Facing away from him didn’t help a bit.
She was a fool. What must he think of her? From the moment she’d left the train she’d been nothing but a twit, and she should have guessed about the water.
‘Let it go,’ Riley growled and she almost jumped sky-high.
‘I’ll get over it and so will you,’ he told her, his voice weirdly intimate in the night. They were lying in the same bedroom like two lovers and his words were so soft that she almost might have been dreaming.
‘I…thank you,’ she whispered and once again she heard the chuckle.
‘You’re welcome. Go to sleep.’
Sleep. How could she sleep? She wriggled down between the sheets and lay rigid. Karli slept on beside her, calmly oblivious of the turmoil her big sister was experiencing.
It’d be great to be five y
ears old, Jenna thought bitterly, and then she thought of what she’d gone through from that age until now and thought, no. No, it wouldn’t.
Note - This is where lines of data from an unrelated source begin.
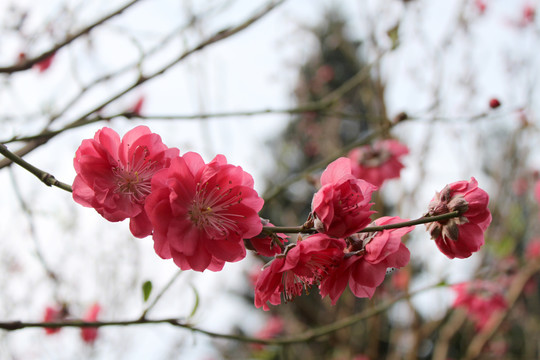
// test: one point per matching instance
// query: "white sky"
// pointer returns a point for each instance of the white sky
(256, 69)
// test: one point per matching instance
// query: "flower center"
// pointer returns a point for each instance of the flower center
(134, 177)
(211, 210)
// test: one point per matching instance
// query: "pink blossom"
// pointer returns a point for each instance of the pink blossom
(342, 205)
(114, 176)
(53, 314)
(302, 266)
(44, 64)
(480, 6)
(481, 299)
(367, 258)
(267, 244)
(494, 103)
(201, 212)
(89, 334)
(460, 236)
(379, 162)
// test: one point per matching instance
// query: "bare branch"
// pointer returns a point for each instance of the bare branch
(43, 176)
(220, 35)
(28, 63)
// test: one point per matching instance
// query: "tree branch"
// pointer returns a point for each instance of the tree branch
(28, 63)
(82, 120)
(421, 220)
(304, 337)
(43, 176)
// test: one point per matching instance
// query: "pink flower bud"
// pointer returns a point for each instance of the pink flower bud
(460, 236)
(494, 103)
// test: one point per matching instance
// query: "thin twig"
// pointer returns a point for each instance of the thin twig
(32, 228)
(219, 36)
(518, 283)
(28, 63)
(421, 220)
(304, 337)
(43, 176)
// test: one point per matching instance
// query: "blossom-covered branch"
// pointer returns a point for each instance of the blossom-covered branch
(311, 230)
(305, 336)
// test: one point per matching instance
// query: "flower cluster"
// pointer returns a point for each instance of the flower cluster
(338, 255)
(203, 215)
(198, 213)
(460, 236)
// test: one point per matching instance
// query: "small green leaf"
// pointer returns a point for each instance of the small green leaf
(147, 289)
(196, 306)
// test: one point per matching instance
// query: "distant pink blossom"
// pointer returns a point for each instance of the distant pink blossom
(461, 236)
(267, 244)
(379, 162)
(45, 64)
(494, 103)
(532, 252)
(480, 6)
(342, 205)
(537, 191)
(481, 299)
(202, 212)
(53, 314)
(90, 334)
(528, 14)
(303, 265)
(367, 258)
(113, 175)
(520, 186)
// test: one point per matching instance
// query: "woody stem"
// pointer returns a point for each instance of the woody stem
(421, 220)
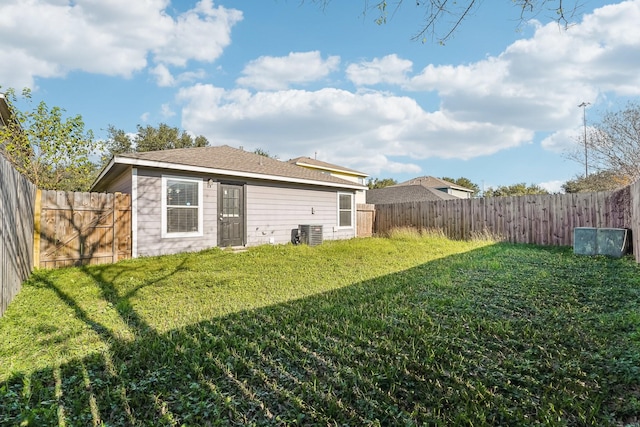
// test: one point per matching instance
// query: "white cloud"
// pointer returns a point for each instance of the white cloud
(388, 69)
(40, 38)
(276, 73)
(166, 111)
(487, 106)
(370, 126)
(163, 76)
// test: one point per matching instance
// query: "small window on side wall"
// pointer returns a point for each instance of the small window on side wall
(345, 210)
(181, 207)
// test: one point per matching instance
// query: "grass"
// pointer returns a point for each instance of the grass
(410, 330)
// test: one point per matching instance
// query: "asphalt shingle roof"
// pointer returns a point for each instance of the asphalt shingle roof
(406, 193)
(431, 182)
(233, 160)
(325, 165)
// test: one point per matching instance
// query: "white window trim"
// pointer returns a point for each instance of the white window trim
(163, 197)
(353, 211)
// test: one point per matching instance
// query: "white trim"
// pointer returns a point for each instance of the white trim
(353, 210)
(134, 212)
(224, 172)
(163, 203)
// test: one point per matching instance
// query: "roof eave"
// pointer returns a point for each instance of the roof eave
(346, 172)
(199, 169)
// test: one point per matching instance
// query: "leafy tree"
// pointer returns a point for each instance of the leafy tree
(373, 183)
(52, 151)
(599, 181)
(614, 143)
(464, 182)
(149, 138)
(520, 189)
(443, 17)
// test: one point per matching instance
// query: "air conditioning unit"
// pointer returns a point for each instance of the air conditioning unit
(612, 242)
(310, 234)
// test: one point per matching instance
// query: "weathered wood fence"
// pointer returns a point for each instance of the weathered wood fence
(365, 219)
(75, 228)
(17, 198)
(536, 219)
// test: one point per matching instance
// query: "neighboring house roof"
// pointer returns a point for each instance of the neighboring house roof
(431, 182)
(406, 193)
(317, 164)
(221, 160)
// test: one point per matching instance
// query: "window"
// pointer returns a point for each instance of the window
(181, 207)
(345, 210)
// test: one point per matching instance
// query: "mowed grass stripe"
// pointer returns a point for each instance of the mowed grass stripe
(408, 330)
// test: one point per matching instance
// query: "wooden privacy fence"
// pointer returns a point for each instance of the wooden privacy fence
(365, 218)
(536, 219)
(17, 198)
(81, 228)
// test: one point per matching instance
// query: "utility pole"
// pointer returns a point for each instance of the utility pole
(584, 121)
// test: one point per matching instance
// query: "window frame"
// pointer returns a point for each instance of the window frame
(351, 210)
(164, 206)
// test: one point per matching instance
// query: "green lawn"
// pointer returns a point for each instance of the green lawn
(401, 331)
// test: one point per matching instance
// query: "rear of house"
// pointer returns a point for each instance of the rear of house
(196, 198)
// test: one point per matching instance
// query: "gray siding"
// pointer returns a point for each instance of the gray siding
(149, 239)
(273, 211)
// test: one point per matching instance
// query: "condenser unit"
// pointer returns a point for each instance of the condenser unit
(310, 234)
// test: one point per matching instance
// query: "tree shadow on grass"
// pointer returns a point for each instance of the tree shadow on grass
(437, 344)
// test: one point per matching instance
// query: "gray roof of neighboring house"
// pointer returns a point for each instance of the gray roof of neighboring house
(431, 182)
(406, 193)
(301, 161)
(220, 160)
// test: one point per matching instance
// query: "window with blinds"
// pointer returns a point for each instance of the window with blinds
(182, 213)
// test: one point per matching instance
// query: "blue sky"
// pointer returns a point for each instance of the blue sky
(498, 103)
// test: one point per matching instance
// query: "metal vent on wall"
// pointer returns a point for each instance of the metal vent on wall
(310, 234)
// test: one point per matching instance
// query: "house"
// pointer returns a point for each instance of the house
(5, 112)
(406, 193)
(195, 198)
(335, 170)
(422, 189)
(441, 185)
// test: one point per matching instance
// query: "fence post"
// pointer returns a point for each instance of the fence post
(37, 211)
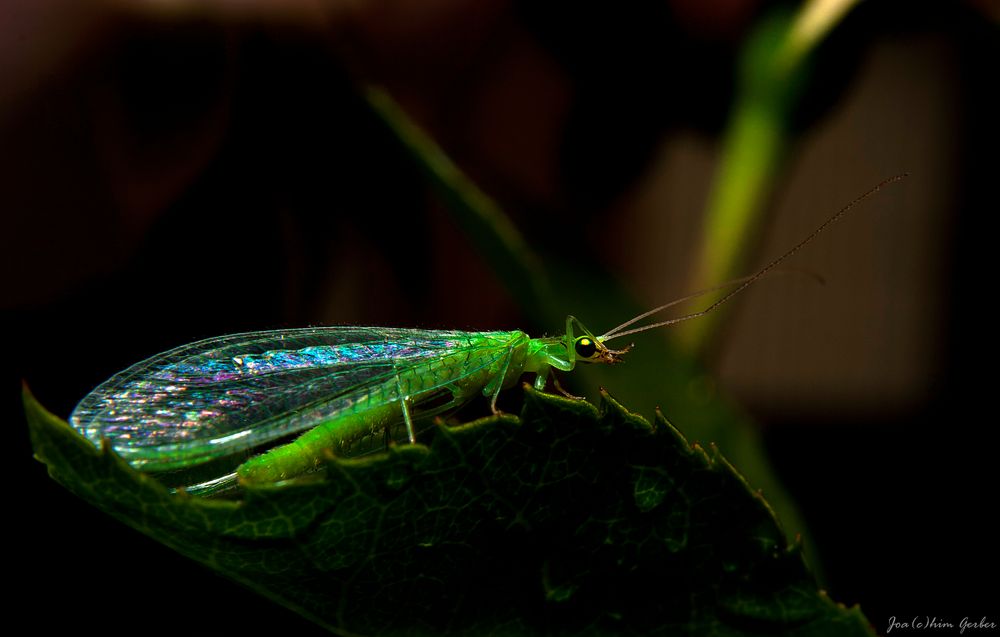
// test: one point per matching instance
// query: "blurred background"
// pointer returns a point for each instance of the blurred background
(171, 171)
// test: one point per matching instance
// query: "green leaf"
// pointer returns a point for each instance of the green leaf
(568, 520)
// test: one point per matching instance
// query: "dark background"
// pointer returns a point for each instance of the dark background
(172, 175)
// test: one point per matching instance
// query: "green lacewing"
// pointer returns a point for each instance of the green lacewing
(264, 407)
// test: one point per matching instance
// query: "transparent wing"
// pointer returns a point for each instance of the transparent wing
(227, 394)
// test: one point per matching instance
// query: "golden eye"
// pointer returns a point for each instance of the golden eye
(585, 347)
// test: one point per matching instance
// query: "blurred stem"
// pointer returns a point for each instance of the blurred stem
(774, 66)
(480, 217)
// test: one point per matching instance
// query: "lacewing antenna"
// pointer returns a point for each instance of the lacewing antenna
(744, 282)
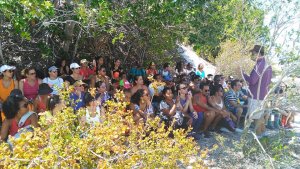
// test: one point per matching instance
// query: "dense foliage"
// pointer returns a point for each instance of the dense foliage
(117, 142)
(140, 31)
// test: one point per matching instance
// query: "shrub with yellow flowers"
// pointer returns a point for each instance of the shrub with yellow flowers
(116, 142)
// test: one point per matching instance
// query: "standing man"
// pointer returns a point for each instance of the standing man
(258, 81)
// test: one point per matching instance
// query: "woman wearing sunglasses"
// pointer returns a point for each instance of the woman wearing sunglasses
(7, 84)
(30, 85)
(17, 116)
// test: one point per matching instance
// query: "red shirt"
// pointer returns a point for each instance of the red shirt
(86, 72)
(14, 126)
(203, 99)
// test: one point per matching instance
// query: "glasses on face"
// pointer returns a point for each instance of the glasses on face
(25, 105)
(10, 71)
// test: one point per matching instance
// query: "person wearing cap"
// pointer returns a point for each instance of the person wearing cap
(76, 97)
(30, 85)
(200, 72)
(75, 76)
(258, 81)
(53, 81)
(151, 71)
(86, 72)
(7, 84)
(41, 101)
(18, 116)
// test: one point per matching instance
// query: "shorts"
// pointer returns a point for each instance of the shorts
(254, 105)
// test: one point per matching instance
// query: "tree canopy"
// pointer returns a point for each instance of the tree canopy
(137, 31)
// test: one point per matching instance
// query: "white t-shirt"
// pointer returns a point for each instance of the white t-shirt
(54, 84)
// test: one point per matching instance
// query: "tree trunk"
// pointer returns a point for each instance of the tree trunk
(1, 54)
(69, 29)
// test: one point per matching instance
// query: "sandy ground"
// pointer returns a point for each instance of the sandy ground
(228, 153)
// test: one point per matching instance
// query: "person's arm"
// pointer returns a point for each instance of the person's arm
(197, 101)
(16, 84)
(34, 120)
(171, 111)
(5, 129)
(39, 81)
(21, 83)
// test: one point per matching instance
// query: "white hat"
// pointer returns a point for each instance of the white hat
(52, 68)
(6, 67)
(74, 66)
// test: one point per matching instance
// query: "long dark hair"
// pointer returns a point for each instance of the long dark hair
(136, 97)
(53, 101)
(11, 106)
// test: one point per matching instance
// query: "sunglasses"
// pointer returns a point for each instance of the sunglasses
(10, 71)
(25, 105)
(32, 73)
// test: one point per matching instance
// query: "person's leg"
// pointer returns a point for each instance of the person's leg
(216, 120)
(209, 116)
(239, 112)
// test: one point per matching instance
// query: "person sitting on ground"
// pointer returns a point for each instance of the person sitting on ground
(53, 81)
(100, 63)
(193, 118)
(101, 76)
(195, 83)
(216, 101)
(102, 94)
(76, 97)
(138, 84)
(141, 106)
(124, 83)
(94, 113)
(166, 72)
(116, 71)
(30, 85)
(41, 101)
(87, 73)
(171, 109)
(200, 72)
(75, 76)
(179, 69)
(232, 101)
(55, 104)
(7, 84)
(137, 70)
(151, 71)
(17, 116)
(200, 104)
(64, 69)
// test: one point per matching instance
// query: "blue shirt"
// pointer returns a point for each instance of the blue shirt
(230, 96)
(76, 101)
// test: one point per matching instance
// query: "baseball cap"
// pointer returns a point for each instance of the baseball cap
(6, 67)
(52, 68)
(83, 61)
(74, 66)
(78, 83)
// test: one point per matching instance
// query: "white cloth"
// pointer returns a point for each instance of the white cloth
(54, 84)
(254, 105)
(93, 120)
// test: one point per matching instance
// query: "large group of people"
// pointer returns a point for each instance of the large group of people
(181, 97)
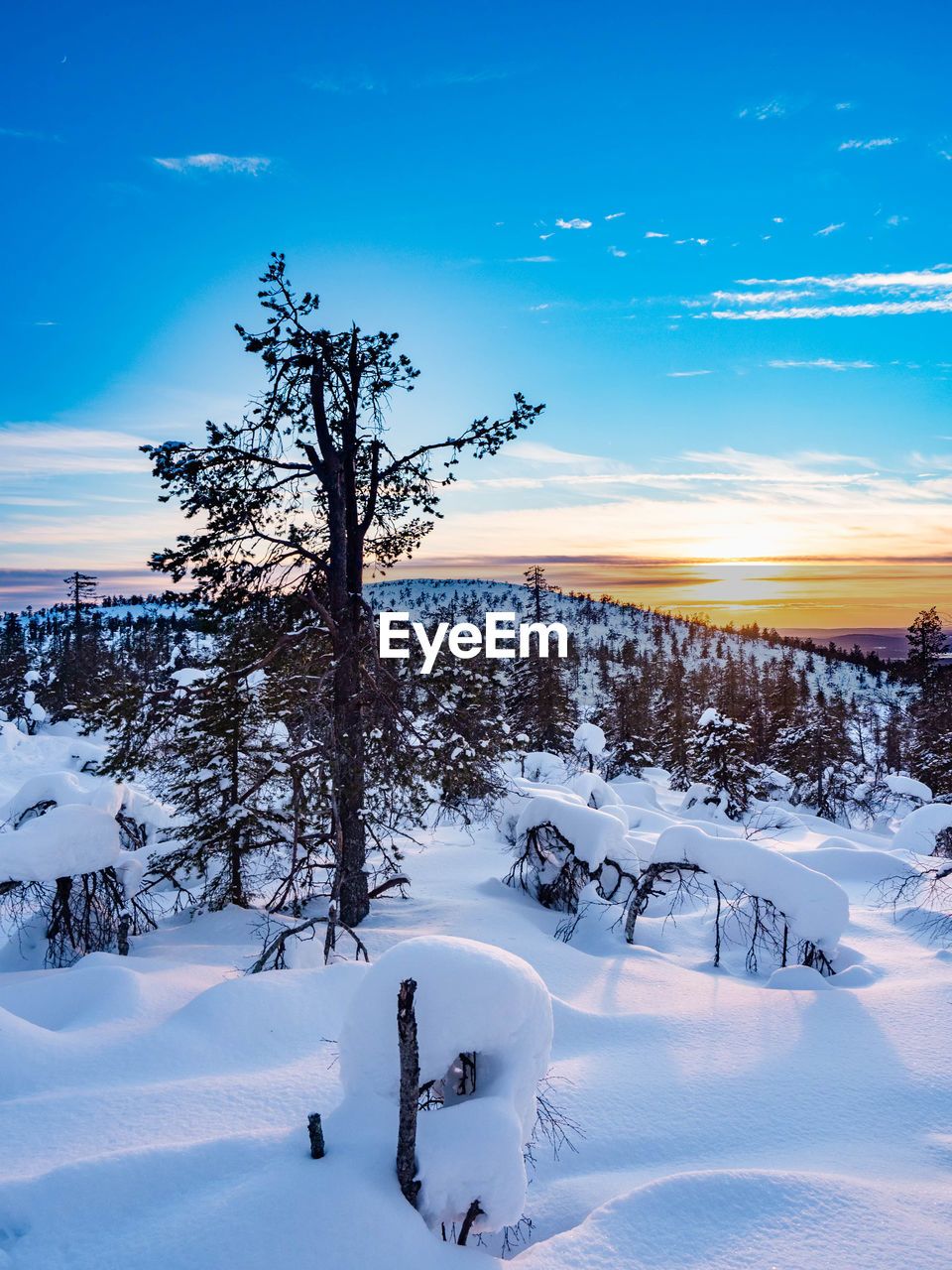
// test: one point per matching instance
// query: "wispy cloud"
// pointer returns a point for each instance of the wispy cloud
(867, 310)
(824, 363)
(875, 144)
(927, 280)
(249, 164)
(28, 135)
(706, 504)
(347, 84)
(45, 449)
(772, 109)
(871, 295)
She put out her hand and took Karli’s in hers. The little girl’s fingers curled around hers, trusting even in sleep.
She’d do whatever it took, Jenna thought. Whatever…
Damn Brian.
Men!
She’d never sleep.
She wriggled down further into the bed. Amazingly, the mattress and pillows were comfortable. ‘Not that it’ll make a scrap of difference,’ she told herself. ‘There’s no way I can sleep here.’
Her damp curls sank deeper into the pillow. The warm night air caressed her tired body, soothing her fears. Beyond the veranda, the stars were brilliant in the outback sky.
Karli held her hand, and Riley was asleep close by.
‘There’s no way I can sleep here,’ she repeated, but the words grew slower as she thought them. ‘There’s no way.’
The world was still.
Her eyes closed.
She slept.
CHAPTER FOUR
HE LEFT at dawn.
Riley had work crowding in on him from all sides. He was desperate to be gone, but first he turned his battered truck towards the railway siding. They’d need their abandoned baggage and he didn’t want them trying to get it themselves.
He slowed as he reached the siding. He pulled up on the south side, where there was a little shade from a sun that already had a sting to it. What on earth was this?
He climbed from the truck and stared.
Sandcastles? Dust-castles? What?
The edifices were amazing. They-Jenna and Karli, for who else could have done this?-had built an entire little town. There were scores of little dust houses, made of packed-together dirt, adorned with twigs from the saltbush to form windows and doors and chimneys. There were roads in their little village and a scooped-out something that might be meant to resemble a pond. There were a couple of little twiggy things in the middle of the pond and he stooped to see.